Fossil Chili Pepper Identified As Rooted In Colorado Than Previously Thought

Botanists and paleontologists, led by researchers from CU Boulder, have identified a fossil chili pepper that may rewrite the geography and evolutionary timeline of the tomato plant family.

The team’s findings, published last month in the journal New Phytologist, show that the chili pepper tribe (Capsiceae) within the tomato, or nightshade (Solanaceae), family is much older and was much more widespread than previously thought. Scientists previously believed that chili peppers evolved in South America at most 15 million years ago, but new research pushes that date to at least 50 million years ago—and suggests that chili peppers were in fact present in North America at that time.

Rocío Deanna, a postdoctoral researcher in ecology and evolutionary biology, and Abel Campos, an undergraduate double majoring in evolutionary biology and molecular, cellular and developmental biology, weren’t planning to rewrite history when they met up one afternoon at the CU Boulder Museum of Natural History in 2021. Yet among a group of specimens in its collections gathered from the Green River Formation—geological treasure trove in northwestern Colorado and southwestern Wyoming—Deanna spotted a specific, solanaceous trait embedded in one fossil: little spikes on the end of a fruiting stem.

“At first, I thought ‘No way! This can’t be true,’” said Deanna, lead author of the study. “But it was so characteristic of the chili pepper.”

After they discovered two of these fossils in the CU Boulder collections, Deanna and Campos, a co-author of the study, found one more from the chili pepper tribe in collections at the Denver Museum of Nature and Science (DMNS). All three fossils are from the Green River Formation in Colorado: the CU specimens from Garfield County and the DMNS fossil from Rio Blanco County.

These chili pepper fossils from the Eocene geological epoch (34 to 56 million years ago) match the timeline of another nightshade fossil found in the Esmeraldas Formation in Colombia, revealing that the family was already distributed across all of the Americas by as early as 50 million years ago.

“The family is way older than we thought,” said Deanna, also a faculty member at the National University of Cordoba.

In the museum

A fruit-fossil history
The nightshade family comprises 3,000 species and almost 100 different genera, including chili peppers.

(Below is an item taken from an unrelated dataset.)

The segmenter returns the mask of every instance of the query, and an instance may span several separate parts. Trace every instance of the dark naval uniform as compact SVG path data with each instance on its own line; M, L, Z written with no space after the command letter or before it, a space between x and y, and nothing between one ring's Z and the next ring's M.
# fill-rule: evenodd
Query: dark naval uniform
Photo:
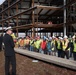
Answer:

The ancient chili pepper was technically a fruit—and a berry, at that. While tomatoes and peppers are commonly associated with vegetables, they have seeds on the inside, which officially categorizes them as fruits.

The researchers cannot be sure of the chili’s exact shape or color, but it was probably on the smaller end compared to modern day chili peppers. And like its relatives, it could have been quite spicy, according to Deanna.

Deanna and Campos identified the fossil by the unique shape of its calyx teeth: spikes on the end of the fruiting stem that hold on to the pepper, like those which hold a gemstone in a ring.

“The world has maybe 300,000 plant species. The only plants with that kind of calyx is this group of 80 or 90 species,” said Stacey Smith, senior author of the paper and associate professor of evolutionary biology at CU Boulder.

Paleontologists collected the CU Boulder fossil from the Green River Formation in the 1990s. But its exact identity remained a mystery for years, in part because there are only a handful of “solanologists,” botanists who study the nightshade family, in the world. When Deanna found these Colorado-based fossils, she had just returned from a global search for tomato family fossil specimens, only to find some “just ripe for the picking” right on campus.

“A lot of discoveries happen decades after the specimens have been collected,” said Smith. “Who knows how many other new fossil species are sitting in any of these museums? They’re just waiting for the right eyes to look at them.”